Now I had seen that same watch on Halil’s wrist, and I knew who he was: il Hayaween. Not that il Hayaween was his real name, any more than Halil was, or even Daoud Malif, which was the name usually ascribed to him by the Western press when they did not use the nickname. Il Hayaween was an Arabic insult meaning “the animal” and its first syllable was pronounced as an explosive breath, but on one would dare explode the word into Halil’s face for, in all the shadowy world of terror, he was reckoned the most famous and the most lethal and the most daring of all the deadly men who had ever graduated from the refugee camps of the Palestinian exiles. In the pantheon of death il Hayaween was the Godhead, a ruthless killer who gave hope to his dispossessed people. In the gutters of Gaza and the ghettos of Hebron he was the leveller, the man who frightened the Israelis and terrified the Americans. Children in refugee camps learned the tales of il Hayaween’s fame; how he had shot the Israeli Ambassador in a tea garden in Geneva, how he had bombed American soldiers in a Frankfurt night club, how he had ambushed an Israeli schoolbus and slaughtered its occupants, and how he had freed Palestinian prisoners from the jails of Oman. Whenever a misfortune struck an enemy of Palestine, he was reputed to be its author; thus when the jumbo jet fell from the flaming skies over Scotland the Palestinians chuckled and said that he had been at work again. Some Western journalists doubted his very existence, postulating that anyone as omnipotent as il Hayaween had to be a mythical figure constructed from the lusts of a frustrated people, but he lived all right, and I was talking to him in the saloon of a French yacht in Monastir’s marina.
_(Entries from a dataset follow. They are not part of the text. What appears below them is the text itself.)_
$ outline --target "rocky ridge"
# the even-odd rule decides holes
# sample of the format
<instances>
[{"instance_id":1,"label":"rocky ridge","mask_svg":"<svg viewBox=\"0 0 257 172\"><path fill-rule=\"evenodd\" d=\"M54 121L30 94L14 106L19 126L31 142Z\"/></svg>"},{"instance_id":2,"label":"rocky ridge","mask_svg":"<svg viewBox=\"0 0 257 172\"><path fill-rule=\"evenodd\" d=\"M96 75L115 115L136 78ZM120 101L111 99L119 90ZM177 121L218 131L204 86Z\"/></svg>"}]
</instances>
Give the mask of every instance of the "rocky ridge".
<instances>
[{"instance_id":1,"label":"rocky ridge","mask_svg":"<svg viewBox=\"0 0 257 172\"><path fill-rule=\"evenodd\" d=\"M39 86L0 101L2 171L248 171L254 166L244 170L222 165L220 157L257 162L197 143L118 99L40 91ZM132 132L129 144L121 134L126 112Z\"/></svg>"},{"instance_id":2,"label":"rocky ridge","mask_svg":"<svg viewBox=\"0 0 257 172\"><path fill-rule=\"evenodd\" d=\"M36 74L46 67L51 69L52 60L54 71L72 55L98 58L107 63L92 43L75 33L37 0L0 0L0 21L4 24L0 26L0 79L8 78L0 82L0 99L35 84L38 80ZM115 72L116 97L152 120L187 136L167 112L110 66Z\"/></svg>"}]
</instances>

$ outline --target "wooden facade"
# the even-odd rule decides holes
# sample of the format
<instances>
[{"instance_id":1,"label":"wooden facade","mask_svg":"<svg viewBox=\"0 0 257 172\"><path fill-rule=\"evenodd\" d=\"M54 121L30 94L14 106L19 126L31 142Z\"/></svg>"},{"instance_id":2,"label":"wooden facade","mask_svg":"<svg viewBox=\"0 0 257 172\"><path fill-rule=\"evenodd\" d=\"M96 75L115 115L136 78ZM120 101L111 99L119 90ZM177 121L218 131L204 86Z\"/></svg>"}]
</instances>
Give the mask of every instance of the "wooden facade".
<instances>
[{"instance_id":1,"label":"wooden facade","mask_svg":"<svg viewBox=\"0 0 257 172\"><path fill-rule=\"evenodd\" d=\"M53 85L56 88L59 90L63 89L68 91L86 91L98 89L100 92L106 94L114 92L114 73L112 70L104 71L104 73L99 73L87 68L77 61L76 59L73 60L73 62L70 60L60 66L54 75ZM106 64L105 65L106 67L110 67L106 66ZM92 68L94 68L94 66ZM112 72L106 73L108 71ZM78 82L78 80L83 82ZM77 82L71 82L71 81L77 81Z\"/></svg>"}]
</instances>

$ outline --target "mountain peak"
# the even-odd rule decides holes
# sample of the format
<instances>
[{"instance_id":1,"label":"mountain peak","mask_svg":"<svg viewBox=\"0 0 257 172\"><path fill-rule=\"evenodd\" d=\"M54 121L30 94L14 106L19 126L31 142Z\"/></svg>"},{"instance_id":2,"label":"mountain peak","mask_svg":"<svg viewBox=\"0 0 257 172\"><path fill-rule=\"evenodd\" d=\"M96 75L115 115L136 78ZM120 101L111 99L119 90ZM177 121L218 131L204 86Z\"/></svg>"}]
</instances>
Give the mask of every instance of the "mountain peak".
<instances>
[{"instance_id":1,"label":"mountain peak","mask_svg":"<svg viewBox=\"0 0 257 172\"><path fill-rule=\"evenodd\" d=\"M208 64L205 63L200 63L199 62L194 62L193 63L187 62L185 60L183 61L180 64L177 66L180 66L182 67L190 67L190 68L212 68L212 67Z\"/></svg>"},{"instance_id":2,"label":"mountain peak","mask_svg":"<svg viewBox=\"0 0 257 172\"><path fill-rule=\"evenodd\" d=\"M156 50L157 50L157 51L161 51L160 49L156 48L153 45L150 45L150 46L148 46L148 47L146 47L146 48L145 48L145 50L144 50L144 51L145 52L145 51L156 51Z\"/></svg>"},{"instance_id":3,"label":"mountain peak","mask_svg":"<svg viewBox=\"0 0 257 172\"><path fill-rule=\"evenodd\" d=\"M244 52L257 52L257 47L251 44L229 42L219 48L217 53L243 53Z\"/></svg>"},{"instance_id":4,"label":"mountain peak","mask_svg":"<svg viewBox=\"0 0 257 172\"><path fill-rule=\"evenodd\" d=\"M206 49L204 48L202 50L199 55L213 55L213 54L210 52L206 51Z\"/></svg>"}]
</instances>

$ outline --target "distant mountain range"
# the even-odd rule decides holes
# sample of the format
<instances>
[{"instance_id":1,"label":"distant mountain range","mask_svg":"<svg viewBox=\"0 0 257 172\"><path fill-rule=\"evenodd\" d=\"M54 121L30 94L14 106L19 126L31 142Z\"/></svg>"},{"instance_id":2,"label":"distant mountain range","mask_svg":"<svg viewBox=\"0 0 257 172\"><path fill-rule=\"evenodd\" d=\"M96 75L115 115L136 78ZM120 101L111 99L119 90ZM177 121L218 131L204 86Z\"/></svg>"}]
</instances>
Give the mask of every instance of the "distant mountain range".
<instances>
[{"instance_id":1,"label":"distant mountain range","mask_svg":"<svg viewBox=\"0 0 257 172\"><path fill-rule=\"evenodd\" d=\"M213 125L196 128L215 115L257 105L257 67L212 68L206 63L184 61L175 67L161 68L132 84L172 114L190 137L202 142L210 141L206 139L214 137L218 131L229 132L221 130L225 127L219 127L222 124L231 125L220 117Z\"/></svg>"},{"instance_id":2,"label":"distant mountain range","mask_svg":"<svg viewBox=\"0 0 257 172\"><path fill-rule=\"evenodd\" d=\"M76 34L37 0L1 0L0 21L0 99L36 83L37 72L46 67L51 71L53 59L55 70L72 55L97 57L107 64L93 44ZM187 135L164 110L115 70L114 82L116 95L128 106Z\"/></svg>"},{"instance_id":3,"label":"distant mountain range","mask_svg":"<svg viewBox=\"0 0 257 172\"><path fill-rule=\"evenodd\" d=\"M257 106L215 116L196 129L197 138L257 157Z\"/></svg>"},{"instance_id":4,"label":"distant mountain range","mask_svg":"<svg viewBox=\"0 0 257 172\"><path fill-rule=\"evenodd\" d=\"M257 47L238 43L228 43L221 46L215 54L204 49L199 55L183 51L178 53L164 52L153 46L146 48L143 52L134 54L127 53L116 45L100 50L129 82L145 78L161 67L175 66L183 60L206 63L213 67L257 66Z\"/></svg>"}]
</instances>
Where I was not thinking straight; not yet. Terrorists live in a skewed world. Their view is dominated and overshadowed by the cause, and every single thing that moves or creeps or swarms on earth is seen in its relation to the cause, and nothing is too far away or too trivial or too innocent to escape the cause. Thus, to a man like il Hayaween, a game of baseball is not an irrelevant pastime, but evidence that the American public does not care about the monstrous crime committed against the Palestinian people; worse, it is evidence that the American people deliberately do not want to consider that crime, preferring to watch a game of bat and ball. Therefore a scheme to kill baseball spectators would be a justifiable act because it could jolt the rest of America into an understanding of the truth. Terrorists believe they have been vouchsafed a unique glimpse of truth, and everything in the world is seen through the distorting lenses of that revelation.
So perhaps, in such a skewed world, paying for weapons with a boatload of gold makes sense.
And risking the gold by sailing the boat across the Atlantic makes sense.
And allowing a Palestinian terrorist to choose the sailboat makes sense.
And involving the Palestinian’s most notorious killer in the purchase of Stinger missiles destined for Northern Ireland makes sense.
Or maybe not.
Halil pushed the folded newspaper cutting into his pocket. The cigarette had gone out, so now he lit another before staring into my eyes again. “Shanahan,” he said with a tinge of distaste. “You moved to Ireland when you were twenty-seven. Is that right?”
“Yes.”
“You lived in Dublin for one year and in Belfast for two.”